I drew the flame thrower's wand from my hip, hit the ignition, and doused him with the blazing fuel. It soaked into his clothes, lighting him up like a bonfire. I advanced close enough to kick him from the door and lay more flames over his frying corpse. My heart panged at his screams. Survival won my instincts, but I didn’t believe he deserved to die.

I turned to look at Smith, who lowered her rifle. “Sorry, I-. I couldn’t.”

“It’s okay.” I watched as stems sprouted from Tseaton’s eyes, flowering into scarlet caps and releasing spores, but the flames turned them to embers and soon ash.

A knock at the door hatch tore me from the dying heat of Tseaton's personal pyre. I recognized the face in the window. It was the same infected insectoid man that grinned my way. I ordered Smith into the shuttle before I approached the controls and activated the intercom.

"What are you?”

The insectoid man's mandibles split open, spilling crystallized saliva and blood. Its twitchy grin of spiny teeth fluttered with excitement. Around his neck, I saw it - an amulet bearing the triple iris eye. Segmented fingers brushed over it, and sound cracked through the intercom despite the vacuum of space.

"We are."

I switched off the intercom and turned my back. Somehow the speaker still screeched, but I ignored it and boarded the shuttle. I said nothing to Smith, started up the flight controls, and took us through the shuttle airlock. The whole hangar shook in our departure. The rear monitors showed that more of the hangar had been consumed by the fractal structures.

We took off and headed for the hub atop the dead elevator. Tseaton's words hung over me, burrowing into my mind. Five steps ahead, I thought, what did he mean? I shrugged it off as I docked the shuttle, burning up nearly all the fuel in the process to get a manual lock. Smith helped me line it up and unload most of the provisions.

When she began to pine for home, my heart sank.

"I can't wait to see my folks. As soon as we get there, I'll have to introduce you. My mother makes the best gharjon pie. It's to die for."
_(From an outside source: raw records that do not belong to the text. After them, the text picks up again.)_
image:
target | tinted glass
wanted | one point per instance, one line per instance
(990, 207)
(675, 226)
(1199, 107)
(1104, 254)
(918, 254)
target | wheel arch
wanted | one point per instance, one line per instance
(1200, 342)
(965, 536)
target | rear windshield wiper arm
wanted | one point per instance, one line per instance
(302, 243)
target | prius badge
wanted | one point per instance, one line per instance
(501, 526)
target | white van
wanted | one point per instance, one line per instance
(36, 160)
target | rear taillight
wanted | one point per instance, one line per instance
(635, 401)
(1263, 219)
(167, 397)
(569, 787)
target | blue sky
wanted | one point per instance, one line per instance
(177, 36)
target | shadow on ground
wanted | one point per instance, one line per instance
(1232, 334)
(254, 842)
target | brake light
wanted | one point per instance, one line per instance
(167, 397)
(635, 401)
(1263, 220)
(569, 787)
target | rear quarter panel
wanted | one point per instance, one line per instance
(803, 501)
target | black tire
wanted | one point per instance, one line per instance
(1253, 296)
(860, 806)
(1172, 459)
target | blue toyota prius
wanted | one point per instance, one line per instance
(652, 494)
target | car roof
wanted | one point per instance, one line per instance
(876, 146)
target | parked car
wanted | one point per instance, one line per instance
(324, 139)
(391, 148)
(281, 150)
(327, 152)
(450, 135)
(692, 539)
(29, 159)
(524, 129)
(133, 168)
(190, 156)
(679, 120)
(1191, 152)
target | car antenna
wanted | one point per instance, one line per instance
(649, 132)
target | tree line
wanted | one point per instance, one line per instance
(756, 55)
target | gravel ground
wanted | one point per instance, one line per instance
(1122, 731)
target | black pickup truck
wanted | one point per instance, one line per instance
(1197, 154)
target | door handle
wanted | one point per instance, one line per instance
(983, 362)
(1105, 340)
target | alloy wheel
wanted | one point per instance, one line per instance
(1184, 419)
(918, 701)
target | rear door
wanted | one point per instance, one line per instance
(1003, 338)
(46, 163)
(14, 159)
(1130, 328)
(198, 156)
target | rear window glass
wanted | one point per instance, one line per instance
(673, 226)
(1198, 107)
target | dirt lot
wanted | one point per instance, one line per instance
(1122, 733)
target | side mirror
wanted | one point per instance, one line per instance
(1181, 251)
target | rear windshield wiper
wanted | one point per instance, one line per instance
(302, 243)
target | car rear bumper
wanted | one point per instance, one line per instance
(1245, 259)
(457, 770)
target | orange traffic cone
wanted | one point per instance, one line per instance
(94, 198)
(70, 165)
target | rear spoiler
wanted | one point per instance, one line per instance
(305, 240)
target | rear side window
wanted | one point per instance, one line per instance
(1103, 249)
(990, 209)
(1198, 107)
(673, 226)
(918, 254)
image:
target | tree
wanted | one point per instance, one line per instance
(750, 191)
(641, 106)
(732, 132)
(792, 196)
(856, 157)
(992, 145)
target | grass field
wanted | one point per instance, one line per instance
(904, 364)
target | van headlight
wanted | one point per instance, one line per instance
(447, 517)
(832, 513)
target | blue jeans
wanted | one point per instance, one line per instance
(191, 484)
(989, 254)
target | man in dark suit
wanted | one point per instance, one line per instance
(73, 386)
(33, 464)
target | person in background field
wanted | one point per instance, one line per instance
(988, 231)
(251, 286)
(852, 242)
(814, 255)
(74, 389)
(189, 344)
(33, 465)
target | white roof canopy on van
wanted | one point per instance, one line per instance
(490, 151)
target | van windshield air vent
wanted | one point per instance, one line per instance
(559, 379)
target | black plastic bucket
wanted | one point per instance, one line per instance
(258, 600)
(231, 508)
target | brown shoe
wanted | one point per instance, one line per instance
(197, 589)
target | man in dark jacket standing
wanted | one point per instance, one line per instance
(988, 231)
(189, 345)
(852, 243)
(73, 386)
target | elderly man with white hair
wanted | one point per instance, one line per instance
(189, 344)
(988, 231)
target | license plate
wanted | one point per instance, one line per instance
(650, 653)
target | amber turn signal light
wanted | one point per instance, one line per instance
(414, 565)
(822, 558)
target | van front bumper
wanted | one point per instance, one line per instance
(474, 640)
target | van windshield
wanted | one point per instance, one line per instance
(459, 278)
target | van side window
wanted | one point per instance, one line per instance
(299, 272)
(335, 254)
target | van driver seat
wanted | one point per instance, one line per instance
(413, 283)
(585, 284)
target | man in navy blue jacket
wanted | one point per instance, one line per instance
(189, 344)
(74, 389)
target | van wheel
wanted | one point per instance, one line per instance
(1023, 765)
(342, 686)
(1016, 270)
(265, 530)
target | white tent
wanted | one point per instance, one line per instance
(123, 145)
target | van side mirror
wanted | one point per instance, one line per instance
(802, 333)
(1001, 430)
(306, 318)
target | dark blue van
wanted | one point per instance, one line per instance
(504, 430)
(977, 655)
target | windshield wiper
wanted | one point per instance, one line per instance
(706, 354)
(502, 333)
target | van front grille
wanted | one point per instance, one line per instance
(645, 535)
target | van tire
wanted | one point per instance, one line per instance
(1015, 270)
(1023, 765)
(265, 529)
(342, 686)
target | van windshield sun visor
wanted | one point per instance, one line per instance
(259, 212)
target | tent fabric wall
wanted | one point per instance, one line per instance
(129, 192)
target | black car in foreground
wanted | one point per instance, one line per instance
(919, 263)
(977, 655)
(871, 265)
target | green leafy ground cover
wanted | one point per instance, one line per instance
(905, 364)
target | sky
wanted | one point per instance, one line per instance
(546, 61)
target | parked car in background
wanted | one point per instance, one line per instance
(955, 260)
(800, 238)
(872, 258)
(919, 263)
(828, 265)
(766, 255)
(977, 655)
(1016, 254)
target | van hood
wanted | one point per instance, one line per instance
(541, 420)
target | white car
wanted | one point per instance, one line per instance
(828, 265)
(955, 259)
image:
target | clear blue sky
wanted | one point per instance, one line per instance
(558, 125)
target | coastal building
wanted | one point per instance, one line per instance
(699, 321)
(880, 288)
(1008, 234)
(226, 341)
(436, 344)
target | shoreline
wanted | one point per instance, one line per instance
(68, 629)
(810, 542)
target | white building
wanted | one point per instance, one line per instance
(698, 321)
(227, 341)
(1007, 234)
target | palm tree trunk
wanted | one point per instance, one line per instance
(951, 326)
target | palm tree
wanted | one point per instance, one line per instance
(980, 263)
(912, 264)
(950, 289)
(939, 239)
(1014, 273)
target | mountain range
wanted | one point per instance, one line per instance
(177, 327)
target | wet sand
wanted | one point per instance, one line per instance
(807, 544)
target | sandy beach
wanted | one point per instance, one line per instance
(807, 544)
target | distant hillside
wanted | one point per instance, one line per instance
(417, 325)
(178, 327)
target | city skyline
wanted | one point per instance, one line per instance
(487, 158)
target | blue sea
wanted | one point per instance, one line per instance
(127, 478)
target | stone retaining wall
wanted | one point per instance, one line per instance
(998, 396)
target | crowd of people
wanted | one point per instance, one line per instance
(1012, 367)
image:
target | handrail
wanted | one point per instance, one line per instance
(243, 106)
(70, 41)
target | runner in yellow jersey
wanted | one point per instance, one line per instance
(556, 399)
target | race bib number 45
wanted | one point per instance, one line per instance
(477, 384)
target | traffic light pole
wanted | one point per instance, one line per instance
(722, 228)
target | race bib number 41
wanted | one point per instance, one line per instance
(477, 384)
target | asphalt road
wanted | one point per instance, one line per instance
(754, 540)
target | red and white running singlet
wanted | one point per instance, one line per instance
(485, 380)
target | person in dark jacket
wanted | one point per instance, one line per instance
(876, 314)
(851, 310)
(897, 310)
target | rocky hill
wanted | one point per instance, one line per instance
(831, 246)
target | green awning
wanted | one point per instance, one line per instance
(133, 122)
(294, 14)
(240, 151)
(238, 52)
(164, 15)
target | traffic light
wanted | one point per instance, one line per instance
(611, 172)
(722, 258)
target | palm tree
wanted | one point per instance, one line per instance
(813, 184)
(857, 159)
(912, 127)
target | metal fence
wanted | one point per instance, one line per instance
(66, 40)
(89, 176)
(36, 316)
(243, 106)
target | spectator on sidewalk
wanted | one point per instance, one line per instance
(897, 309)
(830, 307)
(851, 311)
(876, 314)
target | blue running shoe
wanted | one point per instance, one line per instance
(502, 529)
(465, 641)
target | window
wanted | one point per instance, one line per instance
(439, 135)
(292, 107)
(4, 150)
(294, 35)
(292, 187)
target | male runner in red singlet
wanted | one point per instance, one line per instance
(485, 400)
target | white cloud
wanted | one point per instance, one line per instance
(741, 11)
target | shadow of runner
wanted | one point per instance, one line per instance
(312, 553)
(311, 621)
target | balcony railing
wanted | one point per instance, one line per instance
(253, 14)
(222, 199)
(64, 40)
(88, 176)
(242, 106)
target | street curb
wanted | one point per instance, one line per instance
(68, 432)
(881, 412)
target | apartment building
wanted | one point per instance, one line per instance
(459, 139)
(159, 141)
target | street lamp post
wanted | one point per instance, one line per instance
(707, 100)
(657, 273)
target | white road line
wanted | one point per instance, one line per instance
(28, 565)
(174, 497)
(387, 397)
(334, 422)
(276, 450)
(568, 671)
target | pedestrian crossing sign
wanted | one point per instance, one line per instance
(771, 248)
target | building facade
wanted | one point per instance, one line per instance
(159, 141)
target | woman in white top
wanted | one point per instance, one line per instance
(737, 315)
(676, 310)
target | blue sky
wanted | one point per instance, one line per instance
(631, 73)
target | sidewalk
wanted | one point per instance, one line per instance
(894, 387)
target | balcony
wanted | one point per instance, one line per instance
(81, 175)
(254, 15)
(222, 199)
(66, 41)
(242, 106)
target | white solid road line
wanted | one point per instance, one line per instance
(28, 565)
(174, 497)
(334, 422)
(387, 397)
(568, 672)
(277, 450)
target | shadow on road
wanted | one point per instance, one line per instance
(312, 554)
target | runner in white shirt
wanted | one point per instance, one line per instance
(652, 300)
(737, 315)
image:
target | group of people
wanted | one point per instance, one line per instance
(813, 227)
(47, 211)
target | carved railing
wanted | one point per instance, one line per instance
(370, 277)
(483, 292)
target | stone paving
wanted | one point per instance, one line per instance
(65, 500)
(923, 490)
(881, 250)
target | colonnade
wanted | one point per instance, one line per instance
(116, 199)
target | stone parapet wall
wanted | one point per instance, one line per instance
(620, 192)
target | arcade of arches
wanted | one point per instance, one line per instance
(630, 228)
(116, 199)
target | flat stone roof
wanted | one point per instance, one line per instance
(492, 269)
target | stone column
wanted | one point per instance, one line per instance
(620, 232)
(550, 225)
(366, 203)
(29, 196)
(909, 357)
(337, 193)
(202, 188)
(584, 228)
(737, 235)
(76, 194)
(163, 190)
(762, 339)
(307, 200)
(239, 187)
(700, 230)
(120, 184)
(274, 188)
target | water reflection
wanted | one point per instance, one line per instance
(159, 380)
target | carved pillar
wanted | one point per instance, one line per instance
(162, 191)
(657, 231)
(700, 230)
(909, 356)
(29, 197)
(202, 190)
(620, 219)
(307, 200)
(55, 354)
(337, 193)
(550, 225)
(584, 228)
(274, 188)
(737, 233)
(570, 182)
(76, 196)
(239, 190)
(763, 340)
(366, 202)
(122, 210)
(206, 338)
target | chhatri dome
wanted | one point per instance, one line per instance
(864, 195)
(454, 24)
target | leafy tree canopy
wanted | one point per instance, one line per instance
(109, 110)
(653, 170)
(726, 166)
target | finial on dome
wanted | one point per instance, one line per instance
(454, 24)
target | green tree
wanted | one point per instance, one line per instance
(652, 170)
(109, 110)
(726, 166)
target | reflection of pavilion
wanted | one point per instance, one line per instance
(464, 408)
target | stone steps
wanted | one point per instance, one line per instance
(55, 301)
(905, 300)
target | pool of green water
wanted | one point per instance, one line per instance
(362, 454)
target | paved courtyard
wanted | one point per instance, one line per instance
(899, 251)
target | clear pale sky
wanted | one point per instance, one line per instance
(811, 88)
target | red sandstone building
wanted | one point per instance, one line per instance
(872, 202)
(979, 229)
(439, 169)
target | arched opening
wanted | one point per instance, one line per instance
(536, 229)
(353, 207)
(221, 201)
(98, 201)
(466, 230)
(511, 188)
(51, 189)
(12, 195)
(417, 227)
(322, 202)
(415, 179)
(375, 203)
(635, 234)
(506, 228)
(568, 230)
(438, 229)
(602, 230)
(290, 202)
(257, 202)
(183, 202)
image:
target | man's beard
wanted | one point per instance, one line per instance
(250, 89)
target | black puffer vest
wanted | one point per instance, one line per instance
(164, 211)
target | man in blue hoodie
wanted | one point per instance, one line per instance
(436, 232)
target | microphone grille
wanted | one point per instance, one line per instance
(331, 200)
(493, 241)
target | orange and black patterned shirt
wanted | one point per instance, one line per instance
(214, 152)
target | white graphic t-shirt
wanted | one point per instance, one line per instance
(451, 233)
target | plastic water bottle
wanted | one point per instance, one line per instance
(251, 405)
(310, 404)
"Sounds delicious. Come on. Grab that last crate, and we can get there sooner." I waited till she was in the back of the shuttle before I took her rifle from where she left it and sealed the door on my way out, locking it.

"John? What's this? Is this a joke." Her nervous voice chuckled over the intercom. "Come on, open up so we can leave and ditch this place."

"I'm sorry, Smith." I stared at the video feed of her on the wall, her blue eyes stained by splotches of red. Tseaton got to her, planted his spores when she slept. "But, you're not the real Smith anymore, are you? Because, the real Smith would have stuck to the quarantine plan."

Her lips puckered. "You are a fool. Meddling in affairs you don't understand. You must let me out."

"I'm overriding the controls of this bay and the shuttle. Effective immediately, this will be your prison cell." I turned off the video feed, but the audio still came through.